Triggering a workflow

Working following this tutorial.

ML project

I'll use this dataset to train a model and deploy it using GitHub Actions.

Enviroment

I'll create a virtual enviroment using conda and requirements.txt file.

conda create --name github-actions-project python=3.9
conda activate github-actions-project
pip install -r requirements.txt

EDA part

I'll use this notebook to explore the dataset.

The model didn't perform very well, but I'll use it anyways for this project.

Tests

I'll create a test to check if the dataset is loaded correctly. I created the test here using pytest library.

Testing-Workflow

I'll create a workflow to test the model. The workflow will be triggered on every push and pull request to the repository.

The workflow file is as follows:

name: Testing data
on: [push, pull_request]
jobs:
  testing-data:
    runs-on: ubuntu-latest
    steps:
      - name: Checkout the repo
        uses: actions/checkout@v3
      - name: Creating and activating virtualenv
        run: |
          pip3 install virtualenv
          virtualenv venv
          source venv/bin/activate
      - name: Installing dependencies
        run: |
          pip install -r requirements.txt
      - name: Testing training
        run: |
          pytest tests/test_df.py

Linters

I'll use Pylint and black to lint my code.

Pylint

Pylint is a static code analyser for Python 2 or 3. The latest version supports Python 3.7.2 and above.

Pylint analyses your code without actually running it.

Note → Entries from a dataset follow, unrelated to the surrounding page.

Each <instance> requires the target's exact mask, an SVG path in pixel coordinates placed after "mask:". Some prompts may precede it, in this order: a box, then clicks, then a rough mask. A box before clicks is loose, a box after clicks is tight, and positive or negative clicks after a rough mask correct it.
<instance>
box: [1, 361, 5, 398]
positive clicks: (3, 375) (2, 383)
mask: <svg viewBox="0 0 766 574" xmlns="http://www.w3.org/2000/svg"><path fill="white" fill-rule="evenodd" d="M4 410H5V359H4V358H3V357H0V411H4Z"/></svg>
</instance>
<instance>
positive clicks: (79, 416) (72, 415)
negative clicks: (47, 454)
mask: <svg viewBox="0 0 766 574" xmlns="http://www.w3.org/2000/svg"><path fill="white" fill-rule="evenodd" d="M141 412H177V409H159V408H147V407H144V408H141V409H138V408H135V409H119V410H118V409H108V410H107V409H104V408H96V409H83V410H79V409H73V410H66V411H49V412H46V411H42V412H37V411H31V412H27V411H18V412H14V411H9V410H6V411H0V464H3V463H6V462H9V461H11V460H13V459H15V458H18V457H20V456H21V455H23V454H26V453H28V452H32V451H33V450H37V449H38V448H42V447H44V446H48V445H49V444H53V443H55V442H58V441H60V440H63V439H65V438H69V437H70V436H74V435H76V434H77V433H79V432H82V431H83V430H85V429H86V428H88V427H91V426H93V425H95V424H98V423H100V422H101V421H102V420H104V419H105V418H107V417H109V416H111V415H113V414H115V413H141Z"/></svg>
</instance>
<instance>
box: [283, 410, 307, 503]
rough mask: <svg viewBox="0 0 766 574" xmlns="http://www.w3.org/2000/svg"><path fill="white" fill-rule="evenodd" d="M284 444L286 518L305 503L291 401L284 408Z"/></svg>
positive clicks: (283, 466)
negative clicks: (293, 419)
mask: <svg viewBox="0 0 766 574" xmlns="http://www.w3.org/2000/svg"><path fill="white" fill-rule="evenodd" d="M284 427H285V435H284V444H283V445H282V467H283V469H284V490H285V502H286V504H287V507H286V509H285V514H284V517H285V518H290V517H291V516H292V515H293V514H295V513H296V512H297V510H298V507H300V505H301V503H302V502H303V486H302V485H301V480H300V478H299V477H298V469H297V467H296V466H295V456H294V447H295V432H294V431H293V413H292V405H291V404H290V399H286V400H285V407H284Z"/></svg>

It checks for errors, enforces a coding standard, looks for code smells, and can make suggestions about how the code could be refactored. Pylint can infer actual values from your code using its internal code representation (astroid). If your code is import logging as argparse, Pylint will know that argparse.error(...) is in fact a logging call and not an argparse call.

Pylint is highly configurable and permits to write plugins in order to add your own checks (for example, for internal libraries or an internal rule). Pylint also has an ecosystem of existing plugins for popular frameworks and third party libraries.

See more

Install Pylint

pip install pylint

Run Pylint

pylint src/script.py

Black

Black is the uncompromising Python code formatter. By using it, you agree to cede control over minutiae of hand-formatting. In return, Black gives you speed, determinism, and freedom from pycodestyle nagging about formatting. You will save time and mental energy for more important matters.

See more

Install Black

pip install black

Run Black

black src/script.py

Linters-Workflow

I'll create a workflow to lint my code. The workflow will be triggered on every push and pull request to the repository.

The workflow file is as follows:

name: Linters
on: [push, pull_request]

jobs:
  linters:
    runs-on: ubuntu-latest
    steps:
      - name: Checkout the repo
        uses: actions/checkout@v3
      - name: Creating and activating virtualenv
        run: |
          pip3 install virtualenv
          virtualenv venv
          source venv/bin/activate
      - name: Installing dependencies
        run: |
          pip install -r requirements.txt
      - name: Linting with black
        run: |
          black src/script.py
      - name: Linting with pylint
        run: |
          pylint src/script.py